Kemudian, menurut data International Labour Organisation (2017), jumlah anak yang bekerja di dunia mencapai 152 juta pada 2016, di antara mereka, sebanyak 73 juta anak bekerja dalam kondisi yang membahayakan kesehatan, keselamatan, dan kondisi perkembangan mental. Terlebih, pekerja anak telah menjadi isu di Indonesia dalam dekade terakhir.
Peningkatan kerentanan ekonomi dapat meningkatkan kerawanan pangan rumah tangga dan menyebabkan deprivasi keluarga. Keluarga berpenghasilan rendah cenderung menghadapi trade-off sehingga partisipasi anak di pasar tenaga kerja sangat penting karena mereka memainkan peran penting dalam kelangsungan kehidupan rumah tangga dan kebutuhan konsumsi.
Dwini mengungkapkan, “Kami menganggap pekerja anak lebih merupakan konsekuensi dari deprivasi orang tua, termasuk kerawanan pangan.

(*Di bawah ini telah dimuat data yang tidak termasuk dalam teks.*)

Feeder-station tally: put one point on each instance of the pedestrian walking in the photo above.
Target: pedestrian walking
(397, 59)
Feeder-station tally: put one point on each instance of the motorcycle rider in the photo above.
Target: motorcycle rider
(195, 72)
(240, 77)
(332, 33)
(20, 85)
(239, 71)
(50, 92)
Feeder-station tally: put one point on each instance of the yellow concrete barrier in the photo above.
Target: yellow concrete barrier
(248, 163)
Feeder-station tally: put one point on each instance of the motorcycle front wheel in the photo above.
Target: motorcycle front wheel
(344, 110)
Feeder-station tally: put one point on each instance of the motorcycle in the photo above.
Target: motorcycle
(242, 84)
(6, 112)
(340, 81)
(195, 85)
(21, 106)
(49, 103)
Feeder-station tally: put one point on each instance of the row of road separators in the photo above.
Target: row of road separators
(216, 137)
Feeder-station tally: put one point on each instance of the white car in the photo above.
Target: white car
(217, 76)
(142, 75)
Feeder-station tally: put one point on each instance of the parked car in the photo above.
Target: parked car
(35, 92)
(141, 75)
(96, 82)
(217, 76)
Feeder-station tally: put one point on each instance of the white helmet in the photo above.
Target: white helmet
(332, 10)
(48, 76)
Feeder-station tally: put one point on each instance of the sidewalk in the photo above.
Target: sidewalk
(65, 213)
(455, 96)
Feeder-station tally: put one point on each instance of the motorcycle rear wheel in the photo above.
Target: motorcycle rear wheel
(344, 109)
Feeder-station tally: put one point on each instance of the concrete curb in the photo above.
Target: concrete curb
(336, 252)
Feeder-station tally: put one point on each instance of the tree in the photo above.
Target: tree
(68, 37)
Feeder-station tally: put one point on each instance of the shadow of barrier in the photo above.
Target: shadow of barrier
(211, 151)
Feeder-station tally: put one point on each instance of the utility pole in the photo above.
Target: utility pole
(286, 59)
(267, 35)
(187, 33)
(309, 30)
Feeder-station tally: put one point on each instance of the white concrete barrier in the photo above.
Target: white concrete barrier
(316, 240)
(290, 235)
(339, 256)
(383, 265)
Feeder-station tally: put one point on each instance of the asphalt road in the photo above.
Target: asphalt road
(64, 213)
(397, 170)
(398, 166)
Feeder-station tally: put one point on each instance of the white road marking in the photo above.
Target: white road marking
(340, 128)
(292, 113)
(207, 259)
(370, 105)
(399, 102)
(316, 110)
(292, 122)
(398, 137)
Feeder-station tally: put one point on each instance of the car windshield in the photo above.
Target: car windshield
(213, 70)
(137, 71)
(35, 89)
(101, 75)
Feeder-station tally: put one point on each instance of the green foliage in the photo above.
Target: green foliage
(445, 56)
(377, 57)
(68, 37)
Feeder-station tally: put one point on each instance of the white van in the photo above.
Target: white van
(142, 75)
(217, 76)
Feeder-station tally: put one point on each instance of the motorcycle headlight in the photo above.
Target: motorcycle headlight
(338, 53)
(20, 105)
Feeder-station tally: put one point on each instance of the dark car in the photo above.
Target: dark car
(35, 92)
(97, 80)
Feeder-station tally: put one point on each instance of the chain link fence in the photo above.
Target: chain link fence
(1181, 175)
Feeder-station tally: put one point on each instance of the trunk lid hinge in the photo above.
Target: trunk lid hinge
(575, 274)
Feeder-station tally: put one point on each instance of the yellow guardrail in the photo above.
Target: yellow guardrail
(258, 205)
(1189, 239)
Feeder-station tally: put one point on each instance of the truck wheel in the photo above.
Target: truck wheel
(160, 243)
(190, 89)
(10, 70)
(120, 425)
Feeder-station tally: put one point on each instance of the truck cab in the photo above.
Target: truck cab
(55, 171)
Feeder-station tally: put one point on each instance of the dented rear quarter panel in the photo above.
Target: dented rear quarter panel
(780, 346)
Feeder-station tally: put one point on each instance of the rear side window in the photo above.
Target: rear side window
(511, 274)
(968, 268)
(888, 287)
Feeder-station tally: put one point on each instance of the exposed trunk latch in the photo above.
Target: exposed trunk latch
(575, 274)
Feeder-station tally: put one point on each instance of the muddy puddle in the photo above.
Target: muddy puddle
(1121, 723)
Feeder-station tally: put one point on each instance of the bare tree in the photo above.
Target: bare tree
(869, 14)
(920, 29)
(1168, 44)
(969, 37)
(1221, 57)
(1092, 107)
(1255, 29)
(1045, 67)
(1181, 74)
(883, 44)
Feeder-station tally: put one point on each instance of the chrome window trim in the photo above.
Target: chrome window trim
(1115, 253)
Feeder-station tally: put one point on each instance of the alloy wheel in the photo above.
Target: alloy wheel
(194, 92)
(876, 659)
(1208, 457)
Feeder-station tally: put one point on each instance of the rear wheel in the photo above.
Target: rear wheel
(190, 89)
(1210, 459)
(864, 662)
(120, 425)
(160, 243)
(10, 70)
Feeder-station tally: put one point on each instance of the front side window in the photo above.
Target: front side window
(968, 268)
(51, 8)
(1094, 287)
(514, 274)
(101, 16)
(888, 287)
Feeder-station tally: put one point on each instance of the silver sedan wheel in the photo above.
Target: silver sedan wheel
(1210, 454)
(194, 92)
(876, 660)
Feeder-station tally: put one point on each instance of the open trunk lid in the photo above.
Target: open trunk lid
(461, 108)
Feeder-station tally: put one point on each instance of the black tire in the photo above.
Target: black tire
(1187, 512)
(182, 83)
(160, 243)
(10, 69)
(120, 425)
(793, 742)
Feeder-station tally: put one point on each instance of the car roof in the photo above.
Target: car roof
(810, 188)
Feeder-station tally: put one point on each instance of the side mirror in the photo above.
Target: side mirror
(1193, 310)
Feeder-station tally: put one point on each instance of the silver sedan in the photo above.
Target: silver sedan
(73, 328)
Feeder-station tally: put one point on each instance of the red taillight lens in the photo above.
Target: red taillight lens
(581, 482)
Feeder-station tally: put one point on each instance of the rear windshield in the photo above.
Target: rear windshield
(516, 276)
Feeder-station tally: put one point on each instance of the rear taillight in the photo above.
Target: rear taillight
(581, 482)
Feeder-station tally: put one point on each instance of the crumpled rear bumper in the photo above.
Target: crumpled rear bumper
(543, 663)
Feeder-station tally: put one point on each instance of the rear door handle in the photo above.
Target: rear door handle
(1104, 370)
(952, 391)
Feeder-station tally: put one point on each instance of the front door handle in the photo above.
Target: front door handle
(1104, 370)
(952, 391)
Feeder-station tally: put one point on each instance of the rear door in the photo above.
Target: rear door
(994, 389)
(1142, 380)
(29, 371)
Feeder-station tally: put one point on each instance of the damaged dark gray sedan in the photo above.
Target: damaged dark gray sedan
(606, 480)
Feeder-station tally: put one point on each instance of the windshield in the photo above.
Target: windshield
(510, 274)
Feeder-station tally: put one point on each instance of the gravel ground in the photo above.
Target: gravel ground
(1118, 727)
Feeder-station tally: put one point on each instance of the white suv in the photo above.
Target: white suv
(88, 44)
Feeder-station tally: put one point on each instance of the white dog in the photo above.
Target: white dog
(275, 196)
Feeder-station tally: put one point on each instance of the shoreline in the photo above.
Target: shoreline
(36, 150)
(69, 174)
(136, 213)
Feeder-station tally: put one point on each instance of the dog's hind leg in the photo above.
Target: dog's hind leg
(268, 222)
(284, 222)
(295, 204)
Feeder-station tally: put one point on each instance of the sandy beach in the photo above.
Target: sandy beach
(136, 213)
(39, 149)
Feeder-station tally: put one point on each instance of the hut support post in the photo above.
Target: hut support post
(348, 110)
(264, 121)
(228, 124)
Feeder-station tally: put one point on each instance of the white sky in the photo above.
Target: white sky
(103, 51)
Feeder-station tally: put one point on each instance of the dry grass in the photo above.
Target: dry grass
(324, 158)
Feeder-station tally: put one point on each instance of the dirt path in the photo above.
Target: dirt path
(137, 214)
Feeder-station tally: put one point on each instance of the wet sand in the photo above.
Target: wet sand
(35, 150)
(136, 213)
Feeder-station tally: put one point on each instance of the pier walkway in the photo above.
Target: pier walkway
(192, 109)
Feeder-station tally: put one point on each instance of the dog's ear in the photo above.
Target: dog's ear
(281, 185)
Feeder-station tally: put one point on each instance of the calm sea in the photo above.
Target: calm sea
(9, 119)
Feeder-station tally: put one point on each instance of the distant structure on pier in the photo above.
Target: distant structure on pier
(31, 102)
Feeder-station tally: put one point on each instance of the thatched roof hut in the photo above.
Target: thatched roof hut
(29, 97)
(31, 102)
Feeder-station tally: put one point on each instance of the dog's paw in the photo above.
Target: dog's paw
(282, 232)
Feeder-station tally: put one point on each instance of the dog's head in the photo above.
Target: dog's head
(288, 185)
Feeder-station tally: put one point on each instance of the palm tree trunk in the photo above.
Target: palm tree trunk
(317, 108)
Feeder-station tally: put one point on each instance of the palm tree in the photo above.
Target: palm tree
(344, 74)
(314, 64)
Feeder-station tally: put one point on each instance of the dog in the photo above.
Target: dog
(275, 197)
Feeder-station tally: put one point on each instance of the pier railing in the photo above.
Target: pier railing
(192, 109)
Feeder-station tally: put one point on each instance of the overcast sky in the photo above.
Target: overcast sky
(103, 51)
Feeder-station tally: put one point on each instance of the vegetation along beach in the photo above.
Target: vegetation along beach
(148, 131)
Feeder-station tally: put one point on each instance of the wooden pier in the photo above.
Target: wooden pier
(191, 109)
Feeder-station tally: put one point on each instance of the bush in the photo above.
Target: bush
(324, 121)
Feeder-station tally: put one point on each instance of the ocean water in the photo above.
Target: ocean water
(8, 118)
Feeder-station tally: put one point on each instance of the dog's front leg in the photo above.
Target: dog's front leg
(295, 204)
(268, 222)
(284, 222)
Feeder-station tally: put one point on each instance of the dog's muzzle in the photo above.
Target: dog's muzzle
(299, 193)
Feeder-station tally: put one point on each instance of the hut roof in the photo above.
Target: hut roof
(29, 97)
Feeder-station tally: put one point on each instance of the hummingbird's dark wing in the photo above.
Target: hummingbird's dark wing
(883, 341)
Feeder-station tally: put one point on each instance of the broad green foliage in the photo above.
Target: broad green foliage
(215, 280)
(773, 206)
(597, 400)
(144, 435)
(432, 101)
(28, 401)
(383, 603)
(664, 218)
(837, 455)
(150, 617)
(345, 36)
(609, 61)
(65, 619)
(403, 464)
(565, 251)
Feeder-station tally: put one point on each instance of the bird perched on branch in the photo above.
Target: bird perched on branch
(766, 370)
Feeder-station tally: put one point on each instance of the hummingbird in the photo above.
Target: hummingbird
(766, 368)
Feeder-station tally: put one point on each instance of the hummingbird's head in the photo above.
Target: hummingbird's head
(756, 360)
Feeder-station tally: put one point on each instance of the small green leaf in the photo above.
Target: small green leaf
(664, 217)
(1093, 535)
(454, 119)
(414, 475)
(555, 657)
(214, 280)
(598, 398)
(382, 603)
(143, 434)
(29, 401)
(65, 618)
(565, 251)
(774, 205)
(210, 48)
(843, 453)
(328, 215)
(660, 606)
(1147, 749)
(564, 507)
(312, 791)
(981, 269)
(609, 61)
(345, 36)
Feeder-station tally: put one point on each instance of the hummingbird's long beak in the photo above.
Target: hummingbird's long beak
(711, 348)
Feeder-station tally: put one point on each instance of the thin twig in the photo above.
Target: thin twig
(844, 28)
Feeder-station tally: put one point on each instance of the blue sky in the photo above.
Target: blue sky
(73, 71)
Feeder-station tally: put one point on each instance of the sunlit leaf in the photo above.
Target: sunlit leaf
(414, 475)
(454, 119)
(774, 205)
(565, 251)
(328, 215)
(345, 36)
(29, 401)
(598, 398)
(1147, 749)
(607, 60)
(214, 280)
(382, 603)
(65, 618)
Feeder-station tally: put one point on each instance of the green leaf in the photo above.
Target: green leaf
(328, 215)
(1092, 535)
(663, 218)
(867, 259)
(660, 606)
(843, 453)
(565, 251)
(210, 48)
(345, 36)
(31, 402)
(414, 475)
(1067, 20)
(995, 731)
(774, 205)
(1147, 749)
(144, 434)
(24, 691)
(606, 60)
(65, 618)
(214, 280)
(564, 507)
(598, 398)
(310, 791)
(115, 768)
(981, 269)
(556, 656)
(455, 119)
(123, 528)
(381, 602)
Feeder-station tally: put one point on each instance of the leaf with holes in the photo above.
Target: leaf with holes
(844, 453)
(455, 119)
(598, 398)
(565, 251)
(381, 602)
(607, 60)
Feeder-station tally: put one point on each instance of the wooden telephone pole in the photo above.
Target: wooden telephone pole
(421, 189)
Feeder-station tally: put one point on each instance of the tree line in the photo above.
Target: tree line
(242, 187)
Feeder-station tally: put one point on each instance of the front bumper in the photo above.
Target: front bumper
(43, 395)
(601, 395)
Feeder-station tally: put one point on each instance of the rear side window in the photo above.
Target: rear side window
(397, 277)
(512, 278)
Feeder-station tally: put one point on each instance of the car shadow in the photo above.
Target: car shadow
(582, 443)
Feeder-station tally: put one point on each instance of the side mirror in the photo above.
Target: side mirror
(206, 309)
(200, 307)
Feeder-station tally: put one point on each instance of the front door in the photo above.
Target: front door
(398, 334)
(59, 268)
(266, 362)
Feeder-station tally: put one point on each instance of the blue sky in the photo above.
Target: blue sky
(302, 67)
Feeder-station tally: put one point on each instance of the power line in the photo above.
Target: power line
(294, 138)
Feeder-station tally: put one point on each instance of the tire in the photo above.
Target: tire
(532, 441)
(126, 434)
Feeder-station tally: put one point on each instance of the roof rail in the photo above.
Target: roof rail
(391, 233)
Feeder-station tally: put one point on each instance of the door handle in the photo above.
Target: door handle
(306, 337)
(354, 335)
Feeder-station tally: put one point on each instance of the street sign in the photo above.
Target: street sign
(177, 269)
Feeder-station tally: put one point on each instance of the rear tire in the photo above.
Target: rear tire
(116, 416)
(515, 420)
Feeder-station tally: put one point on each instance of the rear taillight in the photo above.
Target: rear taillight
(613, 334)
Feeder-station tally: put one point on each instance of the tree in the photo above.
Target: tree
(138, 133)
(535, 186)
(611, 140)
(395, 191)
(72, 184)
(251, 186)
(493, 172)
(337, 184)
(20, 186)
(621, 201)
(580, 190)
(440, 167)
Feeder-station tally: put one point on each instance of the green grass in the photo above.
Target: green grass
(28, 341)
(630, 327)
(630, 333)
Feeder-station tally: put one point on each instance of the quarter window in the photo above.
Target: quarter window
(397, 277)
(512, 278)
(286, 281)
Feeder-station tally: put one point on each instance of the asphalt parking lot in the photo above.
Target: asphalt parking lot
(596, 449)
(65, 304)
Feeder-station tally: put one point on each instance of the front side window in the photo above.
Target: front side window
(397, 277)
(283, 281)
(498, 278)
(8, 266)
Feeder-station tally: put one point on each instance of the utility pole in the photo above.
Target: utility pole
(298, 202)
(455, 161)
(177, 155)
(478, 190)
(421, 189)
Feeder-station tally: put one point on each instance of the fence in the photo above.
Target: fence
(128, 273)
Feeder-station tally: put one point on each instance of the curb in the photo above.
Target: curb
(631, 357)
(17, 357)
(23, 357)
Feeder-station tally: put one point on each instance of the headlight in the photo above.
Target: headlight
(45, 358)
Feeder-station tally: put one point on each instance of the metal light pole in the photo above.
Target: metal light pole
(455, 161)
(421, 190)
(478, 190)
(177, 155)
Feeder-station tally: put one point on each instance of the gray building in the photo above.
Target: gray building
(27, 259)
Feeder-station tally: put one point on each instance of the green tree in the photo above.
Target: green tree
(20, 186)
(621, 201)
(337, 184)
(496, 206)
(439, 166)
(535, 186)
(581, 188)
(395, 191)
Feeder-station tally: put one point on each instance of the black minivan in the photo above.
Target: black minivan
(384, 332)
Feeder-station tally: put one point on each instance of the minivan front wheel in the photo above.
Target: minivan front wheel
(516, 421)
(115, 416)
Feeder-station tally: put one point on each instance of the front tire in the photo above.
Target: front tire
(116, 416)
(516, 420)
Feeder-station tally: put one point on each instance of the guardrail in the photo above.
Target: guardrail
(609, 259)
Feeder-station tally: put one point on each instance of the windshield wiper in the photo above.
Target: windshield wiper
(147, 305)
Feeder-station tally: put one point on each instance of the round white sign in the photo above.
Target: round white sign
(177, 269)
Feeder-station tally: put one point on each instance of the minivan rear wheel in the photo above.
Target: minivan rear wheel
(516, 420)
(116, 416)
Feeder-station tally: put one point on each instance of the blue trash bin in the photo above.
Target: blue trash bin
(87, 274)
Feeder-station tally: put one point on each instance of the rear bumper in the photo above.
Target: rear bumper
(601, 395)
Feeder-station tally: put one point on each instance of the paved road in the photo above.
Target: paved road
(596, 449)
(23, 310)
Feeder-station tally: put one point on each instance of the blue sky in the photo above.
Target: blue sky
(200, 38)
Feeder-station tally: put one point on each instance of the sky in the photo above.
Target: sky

Kami pun mencurigai pengalaman masa lalu orang tua mampu memengaruhi keputusan mereka saat ini. Dengan kata lain, mengalami guncangan yang tidak menyenangkan di masa lalu dapat memberikan konsekuensi seumur hidup dan membuat mereka merasa lebih rentan.”
“Penelitian bertujuan mengkaji pengaruh status ketahanan pangan orang tua terhadap pekerja anak. Kami membangun instrumen jenis difference-in-difference (DD) dari peristiwa kelaparan di Indonesia sekitar 1950 hingga 1960 untuk menetapkan identifikasi kausal,” ujarnya.
Penelitian empiris mengambil mikro data milik Survei Sosial Ekonomi Nasional (SUSENAS) sepanjang 2018 hingga 2020. Unit analisisnya ialah anak atau individu berusia 10—17 tahun dengan total 546.728 observasi.
Para peneliti menggunakan variabel Food Insecurity Experience Scale (FIES) dari FAO’s Voices of the Hungry (VoH). Perhitungan skor rawan pangan dengan metode rasch, semakin tinggi skor berarti semakin rawan pangan.
Lalu, peneliti mengajukan 8 pertanyaan mengenai akses pangan selama setahun terakhir untuk mengukur rawan pangan di antaranya pengalaman kecukupan makanan, makan sehat, melewatkan makan, makan lebih sedikit, kehabisan makanan, lapar, bahkan tidak makan seharian karena kekurangan sumber daya atau akses ke makanan.
Temuannya, ternyata kepala rumah tangga yang mengalami wabah kelaparan selama masa kecilnya memperoleh skor rasch lebih tinggi dalam meningkatkan kerawanan pangan, kemungkinan anak untuk bekerja tanpa dibayar, dan ketidakmampuan memenuhi kebutuhan.
Secara heterogenitas, kepala rumah tangga dengan pengalaman tersebut pun memperoleh peningkatan skor rasch dalam mengirimkan anak laki-laki di sektor formal dan anak perempuan di sektor informal dengan jam kerja lama untuk keduanya, menimbulkan efek ketahanan pangan pada pekerja anak yang lebih tua, mengurangi derajat kesehatan anak, dan menurunkan lama sekolah anak.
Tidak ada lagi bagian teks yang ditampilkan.